BY GREG HARRIS
You used to hear, "I had this friend who won umpteen hundred thousand dollars for almost nothing in a lottery syndicate". In the past year it has more likely been, "I had this friend who got involved in an internet company and made hundreds of thousands of dollars with almost no effort".
In dreams of fortune, the internet rates pretty highly. So many people have struck it rich, why couldn't it be me?
Without doubt there is a huge amount of money floating around the internet world. This says more about how hard it is to profitably invest in traditional areas than it does about the prospect of internet business.
Whether raw materials, cars, food, or just about any traditional thing you can think of, there is more being produced in the world than can be sold at a profit (or if there isn't, it is because of some agreement between producers to keep production down). But the internet is the future of communications, with apparently unlimited potential. Better to be a leader in the production of electronic books that don't sell, but might, rather than trying to break into the already overcrowded printed book market.
How far does the money get? The next generation of Packers and Murdochs have done well, but for workers in the industry things are pretty ho hum.
Here I am talking about the highly skilled and in demand work force. That is to say nothing of the millions employed in the dungeons of the new information economy, the "call centres". These are purpose built factories where thousands of workers provide phone answers to questions that were once answered in person in shops and offices.

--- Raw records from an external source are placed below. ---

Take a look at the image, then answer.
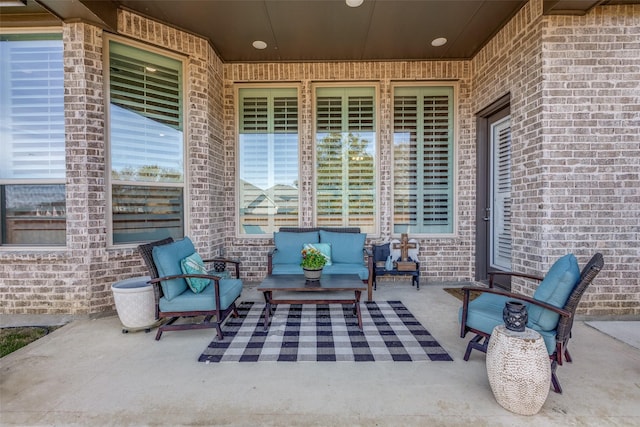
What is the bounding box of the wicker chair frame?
[460,253,604,393]
[138,241,240,340]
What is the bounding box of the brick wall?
[0,0,640,316]
[472,0,640,316]
[540,5,640,316]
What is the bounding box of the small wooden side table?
[487,325,551,415]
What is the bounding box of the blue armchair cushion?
[152,237,196,301]
[458,294,556,354]
[180,252,211,294]
[320,230,367,264]
[273,231,319,265]
[159,279,242,312]
[528,254,580,331]
[303,243,331,266]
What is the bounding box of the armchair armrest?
[202,257,240,279]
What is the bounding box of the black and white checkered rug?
[198,301,453,363]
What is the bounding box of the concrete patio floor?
[0,281,640,426]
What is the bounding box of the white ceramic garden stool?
[487,325,551,415]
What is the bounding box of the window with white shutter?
[315,87,377,233]
[108,40,185,244]
[238,88,299,235]
[393,86,454,234]
[0,34,66,246]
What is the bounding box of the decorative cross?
[393,233,418,261]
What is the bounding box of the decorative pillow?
[180,252,211,294]
[273,231,319,264]
[320,230,367,264]
[152,237,196,301]
[302,243,331,265]
[528,254,580,331]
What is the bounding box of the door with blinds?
[488,116,511,280]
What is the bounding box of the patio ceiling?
[0,0,633,62]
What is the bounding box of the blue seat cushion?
[152,237,196,301]
[159,279,242,312]
[272,231,319,264]
[458,293,512,340]
[320,230,367,264]
[528,254,580,331]
[458,294,556,354]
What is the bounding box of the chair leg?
[464,335,489,361]
[156,317,178,341]
[551,360,562,394]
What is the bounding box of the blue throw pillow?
[320,230,367,264]
[180,252,211,294]
[528,254,580,331]
[273,231,318,264]
[152,237,196,301]
[302,243,331,265]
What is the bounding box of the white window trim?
[102,33,191,249]
[389,81,460,239]
[310,81,382,238]
[233,83,304,240]
[0,26,68,252]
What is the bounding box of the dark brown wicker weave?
[138,237,240,340]
[460,253,604,393]
[267,227,373,301]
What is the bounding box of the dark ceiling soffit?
[542,0,606,16]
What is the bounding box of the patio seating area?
[0,280,640,426]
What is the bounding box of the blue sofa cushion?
[320,230,367,264]
[273,231,319,264]
[159,279,242,312]
[180,252,211,294]
[303,243,331,266]
[152,237,196,301]
[528,254,580,331]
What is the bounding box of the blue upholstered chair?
[138,237,242,340]
[458,253,604,393]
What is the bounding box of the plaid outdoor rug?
[198,301,453,363]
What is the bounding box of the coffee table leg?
[264,291,271,331]
[354,291,362,330]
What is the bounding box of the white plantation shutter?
[239,88,299,234]
[109,41,184,182]
[109,40,185,244]
[491,117,511,270]
[0,34,66,246]
[316,87,376,233]
[393,87,454,234]
[0,34,66,182]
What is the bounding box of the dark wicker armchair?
[460,253,604,393]
[138,237,242,340]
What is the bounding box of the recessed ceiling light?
[431,37,447,47]
[252,40,267,50]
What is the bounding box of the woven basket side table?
[487,325,551,415]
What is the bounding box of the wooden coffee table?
[257,274,367,331]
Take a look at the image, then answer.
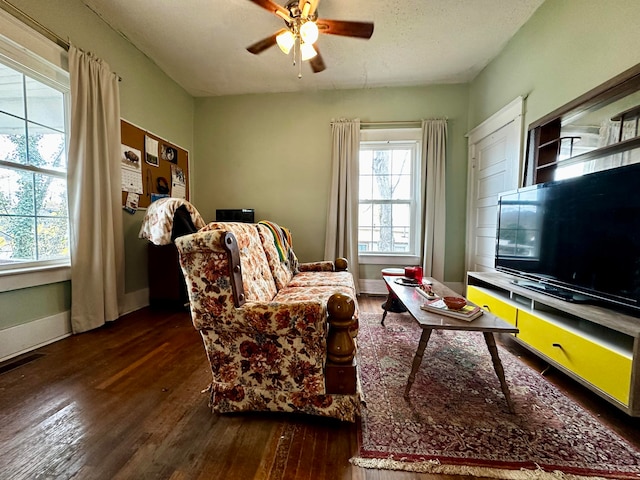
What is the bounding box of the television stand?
[466,271,640,417]
[512,279,593,303]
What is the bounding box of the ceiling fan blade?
[316,18,373,38]
[309,45,327,73]
[300,0,320,17]
[249,0,291,22]
[247,28,286,55]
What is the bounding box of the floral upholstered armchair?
[176,223,360,421]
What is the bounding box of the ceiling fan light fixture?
[300,42,318,62]
[300,20,318,45]
[276,30,296,55]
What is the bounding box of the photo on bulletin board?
[160,145,178,163]
[144,135,159,167]
[120,119,189,208]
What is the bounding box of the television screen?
[495,164,640,309]
[216,208,254,223]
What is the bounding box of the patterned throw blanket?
[138,198,205,245]
[258,220,298,274]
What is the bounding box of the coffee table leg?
[380,292,391,327]
[404,328,431,398]
[483,332,516,413]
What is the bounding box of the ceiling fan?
[247,0,373,78]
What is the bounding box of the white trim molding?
[0,311,71,362]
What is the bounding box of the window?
[358,129,421,264]
[0,35,69,273]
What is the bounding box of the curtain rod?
[360,120,422,127]
[331,117,449,127]
[0,0,70,51]
[0,0,122,82]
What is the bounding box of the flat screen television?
[495,164,640,315]
[216,208,255,223]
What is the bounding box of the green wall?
[469,0,640,129]
[193,85,468,281]
[0,0,640,329]
[0,0,194,329]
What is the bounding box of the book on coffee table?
[420,298,482,322]
[416,286,440,300]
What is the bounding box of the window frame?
[0,10,71,292]
[356,128,423,265]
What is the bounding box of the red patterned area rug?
[351,314,640,480]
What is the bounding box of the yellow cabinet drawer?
[467,285,518,326]
[518,310,631,405]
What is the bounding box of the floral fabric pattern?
[138,198,205,245]
[175,223,360,422]
[200,222,277,302]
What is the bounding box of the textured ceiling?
[83,0,544,96]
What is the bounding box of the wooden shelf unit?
[526,64,640,185]
[467,272,640,416]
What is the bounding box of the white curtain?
[324,119,360,293]
[422,120,447,281]
[68,45,124,333]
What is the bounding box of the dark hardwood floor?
[0,296,640,480]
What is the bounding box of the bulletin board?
[120,120,189,210]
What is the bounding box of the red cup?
[413,267,422,283]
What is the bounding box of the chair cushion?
[288,272,354,288]
[200,222,277,302]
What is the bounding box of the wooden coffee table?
[383,276,518,413]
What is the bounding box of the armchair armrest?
[298,258,349,272]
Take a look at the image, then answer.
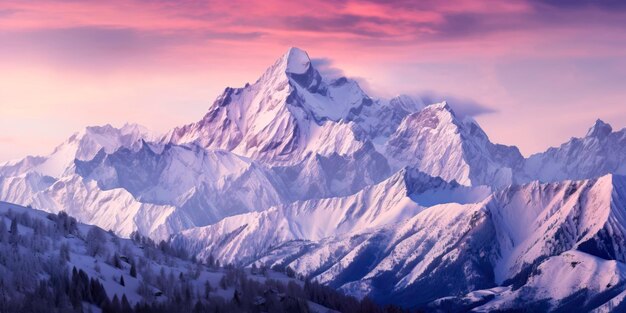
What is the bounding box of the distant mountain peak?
[587,119,613,139]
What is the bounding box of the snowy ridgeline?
[0,202,400,312]
[0,48,626,312]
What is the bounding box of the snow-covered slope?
[76,143,286,224]
[385,102,523,187]
[174,169,490,262]
[520,120,626,182]
[0,48,626,312]
[0,202,346,313]
[164,48,372,165]
[0,124,156,178]
[173,174,626,306]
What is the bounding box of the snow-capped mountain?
[523,120,626,182]
[0,48,626,312]
[385,102,523,187]
[0,124,156,178]
[173,171,626,306]
[168,168,490,262]
[164,48,372,165]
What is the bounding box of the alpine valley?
[0,48,626,312]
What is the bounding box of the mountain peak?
[587,119,613,139]
[282,47,311,74]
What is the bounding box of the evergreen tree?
[130,261,137,278]
[9,218,19,245]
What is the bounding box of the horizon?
[0,0,626,162]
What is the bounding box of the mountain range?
[0,48,626,312]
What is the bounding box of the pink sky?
[0,0,626,161]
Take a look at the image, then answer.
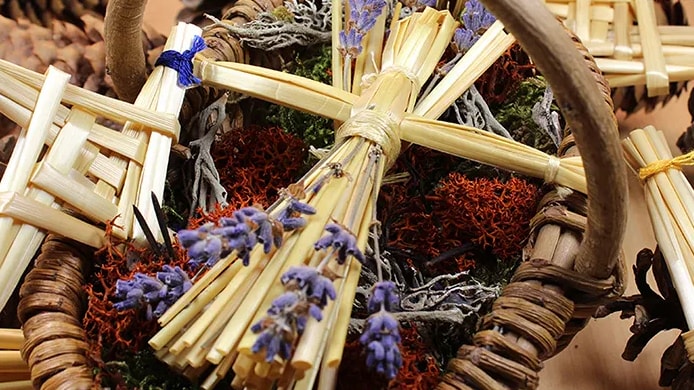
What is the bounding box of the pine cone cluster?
[0,0,108,27]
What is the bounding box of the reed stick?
[0,328,24,350]
[133,22,202,242]
[0,351,29,373]
[623,127,694,329]
[0,60,180,136]
[0,67,70,308]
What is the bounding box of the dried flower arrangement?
[0,0,692,388]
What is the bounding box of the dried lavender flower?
[280,266,337,308]
[359,310,402,379]
[251,266,337,362]
[461,0,496,34]
[314,223,365,265]
[113,265,192,320]
[367,280,400,313]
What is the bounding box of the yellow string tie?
[639,151,694,180]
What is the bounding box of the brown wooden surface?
[145,0,689,390]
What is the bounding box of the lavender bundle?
[145,1,585,389]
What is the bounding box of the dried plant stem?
[0,67,70,308]
[622,126,694,329]
[133,23,202,242]
[0,329,24,349]
[104,0,147,103]
[414,21,516,119]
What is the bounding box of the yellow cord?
[639,151,694,180]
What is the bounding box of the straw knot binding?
[544,156,561,184]
[639,151,694,180]
[335,110,400,168]
[154,35,207,88]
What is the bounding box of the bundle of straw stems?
[150,9,455,389]
[622,126,694,362]
[0,23,196,307]
[0,329,34,390]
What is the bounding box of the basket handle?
[482,0,627,279]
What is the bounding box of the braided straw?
[17,236,92,390]
[438,4,624,390]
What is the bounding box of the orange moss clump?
[337,324,441,390]
[428,172,539,259]
[212,127,307,209]
[83,225,192,367]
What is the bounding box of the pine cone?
[0,0,108,27]
[0,13,166,174]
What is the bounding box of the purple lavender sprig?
[251,266,337,362]
[340,0,386,58]
[178,199,316,267]
[313,223,365,265]
[113,265,192,320]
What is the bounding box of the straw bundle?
[0,25,199,307]
[150,9,455,388]
[0,329,34,390]
[623,126,694,362]
[547,0,694,97]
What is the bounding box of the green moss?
[266,45,335,148]
[492,76,559,154]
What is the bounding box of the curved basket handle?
[482,0,627,279]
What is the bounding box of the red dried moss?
[212,127,307,209]
[83,225,191,367]
[428,173,539,259]
[337,324,441,390]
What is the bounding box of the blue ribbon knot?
[154,35,207,88]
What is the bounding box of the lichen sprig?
[178,198,316,267]
[251,223,364,362]
[113,265,192,320]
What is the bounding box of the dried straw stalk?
[622,126,694,361]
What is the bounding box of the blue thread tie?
[154,35,207,88]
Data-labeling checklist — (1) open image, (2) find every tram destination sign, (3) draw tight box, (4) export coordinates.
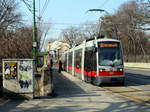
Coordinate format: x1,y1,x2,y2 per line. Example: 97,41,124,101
99,43,119,47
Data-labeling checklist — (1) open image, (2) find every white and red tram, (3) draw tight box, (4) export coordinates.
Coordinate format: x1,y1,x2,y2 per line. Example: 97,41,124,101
64,38,125,85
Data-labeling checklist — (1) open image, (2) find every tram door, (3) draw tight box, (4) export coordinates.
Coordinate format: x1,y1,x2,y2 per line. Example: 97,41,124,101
84,47,97,83
84,47,93,83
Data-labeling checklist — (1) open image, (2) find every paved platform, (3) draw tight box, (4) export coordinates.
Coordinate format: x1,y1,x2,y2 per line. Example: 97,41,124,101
0,70,150,112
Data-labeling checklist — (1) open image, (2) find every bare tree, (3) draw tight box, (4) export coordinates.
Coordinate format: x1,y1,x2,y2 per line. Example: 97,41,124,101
0,0,21,30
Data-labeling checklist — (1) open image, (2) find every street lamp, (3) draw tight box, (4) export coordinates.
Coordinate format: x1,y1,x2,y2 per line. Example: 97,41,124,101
87,9,109,36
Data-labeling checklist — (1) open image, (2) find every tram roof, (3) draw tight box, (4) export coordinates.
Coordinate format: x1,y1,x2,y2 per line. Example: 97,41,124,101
97,38,120,42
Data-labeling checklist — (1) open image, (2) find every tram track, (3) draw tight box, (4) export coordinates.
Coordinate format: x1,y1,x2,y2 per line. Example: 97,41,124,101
101,79,150,106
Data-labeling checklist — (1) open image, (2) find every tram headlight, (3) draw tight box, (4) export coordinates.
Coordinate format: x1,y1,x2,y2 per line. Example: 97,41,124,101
118,68,123,72
100,69,105,72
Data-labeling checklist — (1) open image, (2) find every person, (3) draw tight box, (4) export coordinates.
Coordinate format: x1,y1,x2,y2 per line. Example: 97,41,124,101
58,60,62,73
46,54,53,71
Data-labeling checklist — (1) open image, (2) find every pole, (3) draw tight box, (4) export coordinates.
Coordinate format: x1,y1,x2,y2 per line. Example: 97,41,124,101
32,0,36,59
32,0,37,68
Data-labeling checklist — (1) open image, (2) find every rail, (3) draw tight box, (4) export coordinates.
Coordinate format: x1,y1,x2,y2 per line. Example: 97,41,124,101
124,62,150,69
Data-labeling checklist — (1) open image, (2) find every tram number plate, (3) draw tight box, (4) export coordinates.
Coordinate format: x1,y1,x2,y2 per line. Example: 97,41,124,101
111,78,118,81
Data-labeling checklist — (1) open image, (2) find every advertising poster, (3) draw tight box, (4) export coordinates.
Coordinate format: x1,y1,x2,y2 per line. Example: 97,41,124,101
4,62,18,80
18,61,33,93
3,61,18,93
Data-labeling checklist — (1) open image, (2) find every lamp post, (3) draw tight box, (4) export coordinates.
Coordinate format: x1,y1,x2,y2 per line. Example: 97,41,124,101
88,9,109,36
32,0,37,69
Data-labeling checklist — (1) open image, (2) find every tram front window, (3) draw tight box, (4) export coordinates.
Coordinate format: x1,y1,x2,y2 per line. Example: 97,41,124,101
98,42,123,66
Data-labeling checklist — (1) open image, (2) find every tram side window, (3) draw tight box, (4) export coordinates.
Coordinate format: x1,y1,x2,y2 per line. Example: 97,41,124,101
75,49,82,69
37,56,44,67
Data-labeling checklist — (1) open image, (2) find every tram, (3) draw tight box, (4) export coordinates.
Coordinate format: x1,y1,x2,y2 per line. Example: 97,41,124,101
64,38,125,86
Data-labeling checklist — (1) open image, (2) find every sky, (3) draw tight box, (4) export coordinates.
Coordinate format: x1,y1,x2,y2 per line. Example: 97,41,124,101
19,0,130,38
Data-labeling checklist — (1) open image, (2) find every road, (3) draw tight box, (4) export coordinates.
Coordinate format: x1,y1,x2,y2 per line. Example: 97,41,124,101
0,68,150,112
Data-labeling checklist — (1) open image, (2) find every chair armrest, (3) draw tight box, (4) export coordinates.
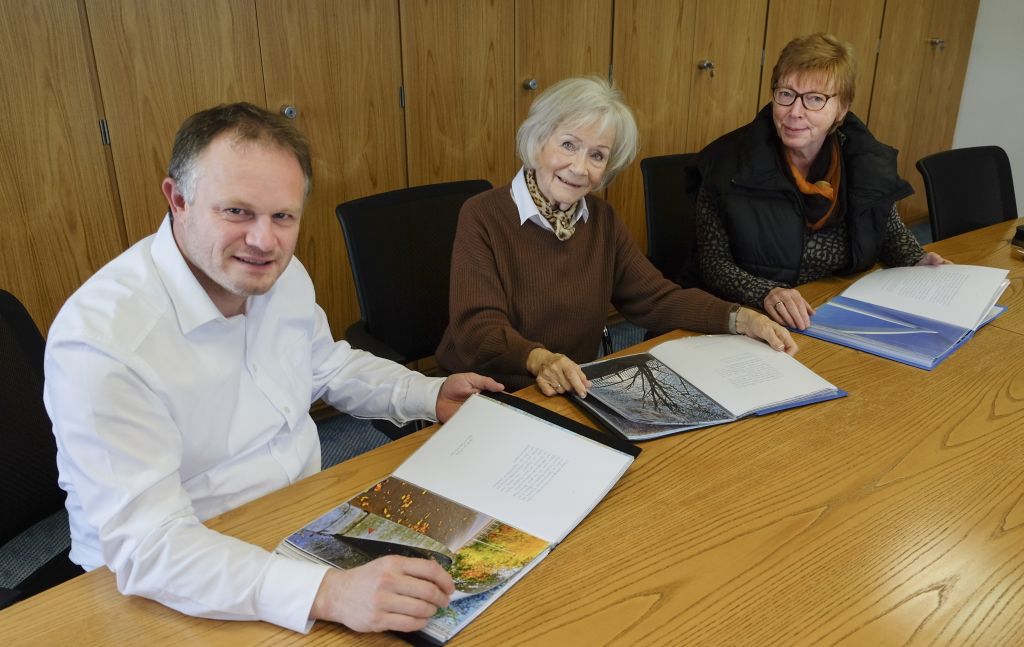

A recent survey in Britain, where there are some 243,000 people employed in call centres, estimated that 6% of call centre workers (double the rate for the general working population) suffer from "serious psychiatric problems". Call centre managers, on the other hand, receive large salaries (typically $120,000 or more in Australia).
In California's Silicon Valley, the rise of wealth has actually been accompanied by a drop in the income of the poorest people. A particularly severe problem there is the cost of housing, where in some areas the simplest shack will be priced as a mansion. Silicon Valley real estate prices alone are enough to destroy the myth that we are moving into a virtual world divorced from geography.
This even affects the professions in demand: programmers, multimedia designers, communications engineers, support specialists and so on. For workers in the area, an apparently huge wage may be insufficient to pay a mortgage.
The traditional fortress of the computer industry was IBM, renowned for its hostility to unions. While IBM's fortunes have faded, its anti-union attitudes have remained within the industry.
This is encouraged by the offer of company shares in the new internet "dotcom" companies. Workers generally accept substantially worse pay and conditions in return for shares.
It isn't just a question of decent superannuation. The "new economy" is accompanied by 12-hour plus days, no pay or late pay and a severely abusive management style. (When conditions become too extreme, the final response is to change employer rather than to organise for better conditions.) These days, to add insult to injury, the shares are often worth nothing.
One web site which is lifting the lid on a lot of these practices is the hugely popular . Run as a publicity stunt by its founder, the site currently lists more than 700 internet companies that are failing or have failed.
The site includes material provided by workers in these companies about the attitudes of their management. It is a welcome antidote to the mass media glorification of the new dotcom bosses.